Wally Schirra, Alan Shepard, Deke Slayton, Gus Grissom, John Glenn, Gordon Cooper and Scott Carpenter. Image Credits: NASA

NASA's Project Mercury, the first man-in-space program for the United States, kicked off during the Space Race in 1958 and wrapped up in 1963 after conducting twenty uncrewed developmental flights and six flights piloted by astronauts.
There were seven astronauts, referred to as the Mercury Seven, chosen for the program; and it was Leroy Gordon "Gordo" Cooper Jr. who conducted the final flight in the spacecraft he dubbed Faith 7 on this day in '63.
Fun Fact: A few of the uncrewed Mercury flights used animals, including two chimpanzees named Ham and Enos.

Ham the chimpanzee in his special seat for spaceflight
During Cooper's celestial jaunt, he spent 34 hours among the stars, making him the first American to a) spend a whole day in space and b) sleep in space; and also the last American launched on an entirely solo orbital mission.
Cooper experienced severe equipment failures during his return to Earth, so his skills as a United States Air Force pilot came in handy when he had to manually guide Faith 7 to its splashdown in the Pacific Ocean.
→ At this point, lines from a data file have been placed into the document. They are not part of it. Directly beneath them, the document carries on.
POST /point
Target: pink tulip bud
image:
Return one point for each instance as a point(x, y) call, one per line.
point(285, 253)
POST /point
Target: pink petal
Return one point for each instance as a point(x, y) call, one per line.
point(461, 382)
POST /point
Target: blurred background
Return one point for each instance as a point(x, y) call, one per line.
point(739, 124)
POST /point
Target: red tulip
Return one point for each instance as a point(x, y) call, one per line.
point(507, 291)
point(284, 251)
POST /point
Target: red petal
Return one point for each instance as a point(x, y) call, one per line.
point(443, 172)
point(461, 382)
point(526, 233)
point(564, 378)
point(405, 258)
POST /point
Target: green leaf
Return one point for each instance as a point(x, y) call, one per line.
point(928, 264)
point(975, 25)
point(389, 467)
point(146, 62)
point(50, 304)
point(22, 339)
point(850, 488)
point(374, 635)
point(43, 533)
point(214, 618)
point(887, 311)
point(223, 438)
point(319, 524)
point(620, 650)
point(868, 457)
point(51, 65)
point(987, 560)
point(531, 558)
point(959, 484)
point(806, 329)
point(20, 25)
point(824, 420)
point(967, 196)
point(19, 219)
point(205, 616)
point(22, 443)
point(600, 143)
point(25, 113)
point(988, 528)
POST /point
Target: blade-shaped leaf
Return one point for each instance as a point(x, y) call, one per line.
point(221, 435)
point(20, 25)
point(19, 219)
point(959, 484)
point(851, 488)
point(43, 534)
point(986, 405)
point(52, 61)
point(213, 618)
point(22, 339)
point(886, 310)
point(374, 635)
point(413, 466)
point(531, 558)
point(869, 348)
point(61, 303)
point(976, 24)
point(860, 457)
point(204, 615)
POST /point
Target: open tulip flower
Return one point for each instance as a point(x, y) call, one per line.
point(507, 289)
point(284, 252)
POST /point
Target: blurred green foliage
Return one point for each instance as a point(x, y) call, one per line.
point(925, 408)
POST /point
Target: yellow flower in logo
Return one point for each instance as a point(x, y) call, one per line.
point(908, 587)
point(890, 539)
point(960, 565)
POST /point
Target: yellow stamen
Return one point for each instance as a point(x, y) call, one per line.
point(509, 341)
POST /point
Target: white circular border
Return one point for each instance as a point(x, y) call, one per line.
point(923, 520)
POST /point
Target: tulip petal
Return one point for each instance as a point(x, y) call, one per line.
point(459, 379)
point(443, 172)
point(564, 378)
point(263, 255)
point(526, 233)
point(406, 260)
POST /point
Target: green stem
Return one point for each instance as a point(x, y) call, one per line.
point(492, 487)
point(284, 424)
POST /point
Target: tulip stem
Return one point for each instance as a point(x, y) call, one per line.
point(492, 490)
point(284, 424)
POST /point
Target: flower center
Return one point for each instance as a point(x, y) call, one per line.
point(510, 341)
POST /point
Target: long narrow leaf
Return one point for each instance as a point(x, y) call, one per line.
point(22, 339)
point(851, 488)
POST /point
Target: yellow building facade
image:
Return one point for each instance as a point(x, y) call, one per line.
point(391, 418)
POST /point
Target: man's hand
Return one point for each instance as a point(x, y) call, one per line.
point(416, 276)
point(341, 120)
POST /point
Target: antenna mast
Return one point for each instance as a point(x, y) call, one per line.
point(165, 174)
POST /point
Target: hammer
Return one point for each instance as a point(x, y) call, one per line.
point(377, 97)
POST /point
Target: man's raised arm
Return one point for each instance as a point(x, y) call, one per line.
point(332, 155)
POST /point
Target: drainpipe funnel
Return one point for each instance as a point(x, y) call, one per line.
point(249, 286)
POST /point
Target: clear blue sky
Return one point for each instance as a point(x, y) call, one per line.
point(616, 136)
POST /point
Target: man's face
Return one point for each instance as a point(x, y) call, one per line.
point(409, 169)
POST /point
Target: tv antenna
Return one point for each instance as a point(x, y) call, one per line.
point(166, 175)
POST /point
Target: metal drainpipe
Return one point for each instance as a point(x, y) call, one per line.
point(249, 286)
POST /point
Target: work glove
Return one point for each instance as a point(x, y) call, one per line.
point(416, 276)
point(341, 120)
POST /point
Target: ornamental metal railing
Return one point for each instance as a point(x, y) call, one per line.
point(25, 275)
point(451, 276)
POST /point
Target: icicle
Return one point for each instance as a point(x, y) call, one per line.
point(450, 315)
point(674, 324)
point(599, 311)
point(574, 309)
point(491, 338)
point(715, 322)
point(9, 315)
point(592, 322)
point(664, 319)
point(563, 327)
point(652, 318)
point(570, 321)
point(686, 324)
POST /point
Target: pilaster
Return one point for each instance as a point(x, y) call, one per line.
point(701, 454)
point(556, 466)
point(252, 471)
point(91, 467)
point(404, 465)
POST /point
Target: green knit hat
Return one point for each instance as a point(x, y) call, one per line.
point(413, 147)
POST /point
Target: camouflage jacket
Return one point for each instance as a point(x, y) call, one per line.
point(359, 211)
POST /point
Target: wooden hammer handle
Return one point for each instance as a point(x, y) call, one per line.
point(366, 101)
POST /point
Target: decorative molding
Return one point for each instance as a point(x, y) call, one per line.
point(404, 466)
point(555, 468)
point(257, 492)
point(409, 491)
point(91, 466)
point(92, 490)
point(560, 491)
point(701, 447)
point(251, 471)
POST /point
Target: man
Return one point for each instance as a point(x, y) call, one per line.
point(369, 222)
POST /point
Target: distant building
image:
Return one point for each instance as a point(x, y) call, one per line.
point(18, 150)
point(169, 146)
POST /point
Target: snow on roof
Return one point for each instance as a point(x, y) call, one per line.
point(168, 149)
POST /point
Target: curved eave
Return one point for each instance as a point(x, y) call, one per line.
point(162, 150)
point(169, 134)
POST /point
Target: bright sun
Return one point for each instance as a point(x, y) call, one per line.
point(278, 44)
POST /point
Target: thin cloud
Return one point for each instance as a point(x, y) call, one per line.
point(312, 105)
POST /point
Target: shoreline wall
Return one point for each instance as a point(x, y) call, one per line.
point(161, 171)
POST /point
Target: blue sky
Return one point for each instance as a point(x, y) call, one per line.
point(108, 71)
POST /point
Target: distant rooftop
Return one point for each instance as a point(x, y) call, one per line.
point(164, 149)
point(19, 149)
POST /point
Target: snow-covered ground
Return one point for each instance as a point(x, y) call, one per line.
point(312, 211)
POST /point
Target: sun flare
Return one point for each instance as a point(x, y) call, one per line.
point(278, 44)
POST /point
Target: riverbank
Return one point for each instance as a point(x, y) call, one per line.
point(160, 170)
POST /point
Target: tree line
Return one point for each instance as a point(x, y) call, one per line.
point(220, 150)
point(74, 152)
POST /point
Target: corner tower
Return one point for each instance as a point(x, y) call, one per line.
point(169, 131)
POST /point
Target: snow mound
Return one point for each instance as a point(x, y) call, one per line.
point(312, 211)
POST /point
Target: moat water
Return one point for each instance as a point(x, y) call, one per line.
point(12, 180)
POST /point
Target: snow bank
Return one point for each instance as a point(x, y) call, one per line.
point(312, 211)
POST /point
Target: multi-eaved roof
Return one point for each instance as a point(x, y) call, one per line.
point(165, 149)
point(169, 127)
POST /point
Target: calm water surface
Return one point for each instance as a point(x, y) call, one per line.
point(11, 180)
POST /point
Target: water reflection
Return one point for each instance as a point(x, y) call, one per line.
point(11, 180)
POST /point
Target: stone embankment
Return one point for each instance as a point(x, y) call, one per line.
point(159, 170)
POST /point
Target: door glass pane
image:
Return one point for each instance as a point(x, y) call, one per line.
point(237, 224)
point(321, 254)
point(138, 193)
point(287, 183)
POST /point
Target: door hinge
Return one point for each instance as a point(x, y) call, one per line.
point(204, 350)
Amazingly, he landed just 4 miles/6 kilometers ahead of the recovery ship.
Fun Fact: In 1965, Cooper set a new space endurance record (along with Pilot Pete Conrad) by traveling 3,312,993 miles/5,331,745 kilometers in 190 hours and 56 minutes, just short of eight days, which demonstrated that astronauts were able to remain in space for the time it takes to make a round trip to the Moon.
The Mercury Program was essential to early space exploration, and the Mercury Seven were certainly trailblazers in the field of astronomy. Although all the astronauts are now deceased, Cooper passed in 2004, they will live on in history as fearless pioneers who danced with the stars.